Whittier: more renter trash than your average neighborhood.

There’s a new line of argument against new multi-unit rental housing becoming fashionable with concerned residents in the Wedge and nearby neighborhoods. It has to do with trash. Here’s an argument made by the group Minneapolis Neighbors United against a 10-unit apartment building at 2008 Bryant Ave:

Current practice is 1 garbage bin and 1 recycling bin per unit. The Site Plan indicates the use of 4 plastic bins for the garbage and 4 bins for recycling for a 10 Unit Commercial building. Every Triplex on the same street has 3 bins for garbage and 3 bins for recycling; the standard 1 per unit. 10 units should require a total of 20 bins.

I don’t want to give the impression this was their primary argument. Mostly it was the typical kitchen sink strategy: density, traffic, parking, etc. But I was legitimately curious about the trash issue. It was the kind of unfamiliar argument where you think you’re hearing bullshit, but you can’t know for sure. As someone who lives with another adult in a one bedroom apartment, two bins per unit sounds like overkill.

Now there’s a ruckus regarding a fourplex at 3621 Bryant (going before the city’s Zoning & Planning Committee today), involving some of the same residents and the same developer (regular readers will know the developer as the Turkey Guys, builders of the iconic, soon-to-be-historic, Rocket House at 2743 Dupont).
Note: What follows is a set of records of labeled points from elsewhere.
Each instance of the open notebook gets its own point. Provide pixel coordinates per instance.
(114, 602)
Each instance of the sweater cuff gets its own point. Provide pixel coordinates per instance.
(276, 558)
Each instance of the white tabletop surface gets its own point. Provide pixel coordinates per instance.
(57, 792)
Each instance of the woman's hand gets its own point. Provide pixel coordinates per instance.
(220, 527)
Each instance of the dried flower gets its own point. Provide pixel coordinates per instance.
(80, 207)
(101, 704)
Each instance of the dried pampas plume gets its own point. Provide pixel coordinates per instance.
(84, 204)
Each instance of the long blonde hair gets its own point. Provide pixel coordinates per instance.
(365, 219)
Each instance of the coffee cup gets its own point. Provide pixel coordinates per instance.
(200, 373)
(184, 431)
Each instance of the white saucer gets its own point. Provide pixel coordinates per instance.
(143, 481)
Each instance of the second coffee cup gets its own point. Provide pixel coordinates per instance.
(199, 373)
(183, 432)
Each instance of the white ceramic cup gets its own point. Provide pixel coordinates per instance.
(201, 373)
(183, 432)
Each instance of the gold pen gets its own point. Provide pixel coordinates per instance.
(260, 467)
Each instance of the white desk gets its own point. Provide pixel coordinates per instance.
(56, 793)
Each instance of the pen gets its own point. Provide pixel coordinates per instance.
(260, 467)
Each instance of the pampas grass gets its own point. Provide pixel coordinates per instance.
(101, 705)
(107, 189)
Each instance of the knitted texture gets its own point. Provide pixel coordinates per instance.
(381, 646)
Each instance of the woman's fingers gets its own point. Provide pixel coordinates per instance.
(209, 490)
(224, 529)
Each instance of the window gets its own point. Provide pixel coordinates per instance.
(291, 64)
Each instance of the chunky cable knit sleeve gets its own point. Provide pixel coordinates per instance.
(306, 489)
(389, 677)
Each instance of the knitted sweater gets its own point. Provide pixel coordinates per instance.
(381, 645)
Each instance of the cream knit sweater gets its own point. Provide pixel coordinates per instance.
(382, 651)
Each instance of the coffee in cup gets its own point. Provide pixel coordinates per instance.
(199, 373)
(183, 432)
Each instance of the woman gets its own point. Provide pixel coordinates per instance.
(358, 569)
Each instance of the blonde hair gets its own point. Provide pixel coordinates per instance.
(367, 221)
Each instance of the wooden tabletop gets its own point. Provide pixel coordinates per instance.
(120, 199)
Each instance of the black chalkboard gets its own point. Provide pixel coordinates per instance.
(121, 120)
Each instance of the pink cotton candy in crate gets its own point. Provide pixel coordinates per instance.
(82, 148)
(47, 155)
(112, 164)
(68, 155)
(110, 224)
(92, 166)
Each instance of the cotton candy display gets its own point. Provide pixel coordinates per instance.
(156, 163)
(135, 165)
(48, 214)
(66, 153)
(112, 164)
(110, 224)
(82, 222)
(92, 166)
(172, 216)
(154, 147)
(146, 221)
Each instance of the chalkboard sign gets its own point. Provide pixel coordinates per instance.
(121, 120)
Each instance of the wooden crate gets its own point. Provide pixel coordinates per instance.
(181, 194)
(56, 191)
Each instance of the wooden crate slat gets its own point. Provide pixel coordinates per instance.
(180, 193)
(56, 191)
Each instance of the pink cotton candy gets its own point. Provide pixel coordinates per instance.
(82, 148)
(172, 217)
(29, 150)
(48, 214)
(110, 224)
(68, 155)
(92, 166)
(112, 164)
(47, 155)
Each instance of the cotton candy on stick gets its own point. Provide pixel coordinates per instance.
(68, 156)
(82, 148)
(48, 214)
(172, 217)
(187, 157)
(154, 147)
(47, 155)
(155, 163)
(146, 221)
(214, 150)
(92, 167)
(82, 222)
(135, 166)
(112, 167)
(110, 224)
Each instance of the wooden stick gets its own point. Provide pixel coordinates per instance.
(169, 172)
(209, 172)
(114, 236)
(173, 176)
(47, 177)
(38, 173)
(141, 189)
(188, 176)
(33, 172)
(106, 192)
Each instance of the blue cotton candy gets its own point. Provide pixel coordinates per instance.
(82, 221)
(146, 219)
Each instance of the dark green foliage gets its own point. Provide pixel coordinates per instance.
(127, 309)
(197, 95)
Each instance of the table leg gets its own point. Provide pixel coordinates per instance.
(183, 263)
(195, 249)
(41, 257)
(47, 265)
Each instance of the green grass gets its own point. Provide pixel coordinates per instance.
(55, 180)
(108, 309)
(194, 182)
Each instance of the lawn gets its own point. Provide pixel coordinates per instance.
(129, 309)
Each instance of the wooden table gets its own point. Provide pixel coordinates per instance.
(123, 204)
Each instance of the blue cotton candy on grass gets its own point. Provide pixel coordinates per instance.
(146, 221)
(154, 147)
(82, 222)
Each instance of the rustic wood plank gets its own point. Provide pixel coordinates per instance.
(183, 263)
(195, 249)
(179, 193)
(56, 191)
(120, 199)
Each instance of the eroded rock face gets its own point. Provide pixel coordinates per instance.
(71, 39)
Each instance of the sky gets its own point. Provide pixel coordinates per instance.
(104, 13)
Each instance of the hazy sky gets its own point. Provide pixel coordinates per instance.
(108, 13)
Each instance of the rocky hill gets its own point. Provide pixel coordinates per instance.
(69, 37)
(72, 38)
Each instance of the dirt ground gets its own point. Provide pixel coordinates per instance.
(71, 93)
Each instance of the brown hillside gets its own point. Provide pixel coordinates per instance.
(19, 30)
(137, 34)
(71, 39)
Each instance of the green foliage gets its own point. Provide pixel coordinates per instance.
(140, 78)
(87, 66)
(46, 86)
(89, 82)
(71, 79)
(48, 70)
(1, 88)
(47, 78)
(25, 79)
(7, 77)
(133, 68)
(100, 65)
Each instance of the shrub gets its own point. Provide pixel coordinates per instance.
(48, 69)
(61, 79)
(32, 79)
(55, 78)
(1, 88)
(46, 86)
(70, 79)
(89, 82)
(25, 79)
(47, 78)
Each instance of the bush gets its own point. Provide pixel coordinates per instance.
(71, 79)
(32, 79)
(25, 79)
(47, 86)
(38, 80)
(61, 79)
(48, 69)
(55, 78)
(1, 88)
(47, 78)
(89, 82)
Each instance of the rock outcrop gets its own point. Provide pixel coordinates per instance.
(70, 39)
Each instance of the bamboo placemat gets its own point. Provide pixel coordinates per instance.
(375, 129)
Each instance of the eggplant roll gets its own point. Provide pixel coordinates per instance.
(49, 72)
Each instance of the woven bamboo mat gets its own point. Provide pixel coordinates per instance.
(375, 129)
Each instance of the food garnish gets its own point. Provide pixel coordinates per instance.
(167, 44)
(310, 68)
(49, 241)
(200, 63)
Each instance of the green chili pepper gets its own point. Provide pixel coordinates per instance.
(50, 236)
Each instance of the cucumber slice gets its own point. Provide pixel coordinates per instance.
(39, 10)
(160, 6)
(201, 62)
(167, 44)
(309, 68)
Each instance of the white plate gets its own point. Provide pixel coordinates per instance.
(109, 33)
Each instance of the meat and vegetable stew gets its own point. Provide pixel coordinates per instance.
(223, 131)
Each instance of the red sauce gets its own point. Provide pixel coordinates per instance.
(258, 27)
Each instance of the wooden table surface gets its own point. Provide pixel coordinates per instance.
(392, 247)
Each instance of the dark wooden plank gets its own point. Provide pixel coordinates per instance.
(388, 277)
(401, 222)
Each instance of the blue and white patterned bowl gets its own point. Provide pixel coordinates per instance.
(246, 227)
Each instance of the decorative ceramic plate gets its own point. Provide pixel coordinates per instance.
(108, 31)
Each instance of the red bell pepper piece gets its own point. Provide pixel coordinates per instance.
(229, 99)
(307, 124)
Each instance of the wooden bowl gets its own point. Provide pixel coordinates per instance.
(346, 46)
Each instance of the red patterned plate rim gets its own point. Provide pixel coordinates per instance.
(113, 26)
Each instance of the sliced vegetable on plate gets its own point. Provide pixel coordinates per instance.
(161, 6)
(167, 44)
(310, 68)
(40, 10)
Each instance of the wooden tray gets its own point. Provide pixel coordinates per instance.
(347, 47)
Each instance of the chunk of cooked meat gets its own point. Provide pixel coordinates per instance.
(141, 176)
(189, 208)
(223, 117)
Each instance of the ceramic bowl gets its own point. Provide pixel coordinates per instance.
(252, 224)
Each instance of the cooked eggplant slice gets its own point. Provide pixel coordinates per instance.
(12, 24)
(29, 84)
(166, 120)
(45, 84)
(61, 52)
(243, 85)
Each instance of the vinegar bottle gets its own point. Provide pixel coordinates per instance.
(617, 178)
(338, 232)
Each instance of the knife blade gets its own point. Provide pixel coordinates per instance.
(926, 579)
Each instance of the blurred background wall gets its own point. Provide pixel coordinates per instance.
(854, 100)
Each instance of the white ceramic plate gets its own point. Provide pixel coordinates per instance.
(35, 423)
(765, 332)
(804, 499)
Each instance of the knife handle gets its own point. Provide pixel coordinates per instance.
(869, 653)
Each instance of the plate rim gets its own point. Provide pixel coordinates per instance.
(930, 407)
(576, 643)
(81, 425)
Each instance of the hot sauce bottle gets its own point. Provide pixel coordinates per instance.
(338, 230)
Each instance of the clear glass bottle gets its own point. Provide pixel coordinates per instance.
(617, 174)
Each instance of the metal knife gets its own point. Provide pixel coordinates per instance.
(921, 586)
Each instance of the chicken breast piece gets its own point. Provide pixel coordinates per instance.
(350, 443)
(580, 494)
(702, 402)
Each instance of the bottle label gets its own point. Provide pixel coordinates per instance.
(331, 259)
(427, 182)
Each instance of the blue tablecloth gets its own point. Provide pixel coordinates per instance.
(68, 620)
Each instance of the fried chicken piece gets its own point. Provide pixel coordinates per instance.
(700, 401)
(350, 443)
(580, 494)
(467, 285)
And I’m seeing a similar garbage argument. So I poked around behind some apartment buildings to investigate the customs of our neighborhood’s Garbage People (known to some as “renters”).

902 West Franklin Ave: 10 bins (4 recycling, 6 garbage). 
905 West Franklin: one dumpster.
905 West Franklin: four recycling bins.

Our hidden cameras uncovered the following:

  • 902 West Franklin is a 26-unit apartment building with 36 total bedrooms. There are four bins for recycling, and six for trash. Bed to Bin Ratio (B2BR)* of 3.6:1.
  • 905 West Franklin (next door to 2008 Bryant) is a 46-unit apartment building with 71 total bedrooms. There’s one dumpster (conservatively guessing it’s four cubic yards) and four recycling bins. Converting the dumpster to bin size gives a B2BR of 4.25:1.

Let’s compare this to the buildings facing trash-related objections:

  • 2008 Bryant Ave will be a 10-unit building with 19 bedrooms. Four bins each for trash and recycling. B2BR of 2.38:1 (concerned residents were calling for a Bed to Bin Ratio of 1:1).
  • 3621 Bryant will be a four-unit building with 16 bedrooms. The plans don’t indicate how many bins, but let’s say eight, which equals a B2BR of 2:1. Fewer bins would still provide more trash capacity than the existing apartment buildings listed above.

*Keep in mind that I have invented the Bed to Bin Ratio (B2BR). B2BR is an advanced statistic available only to subscribers of Wedge LIVE Premium. B2BR is not intended as a useful measure of anything.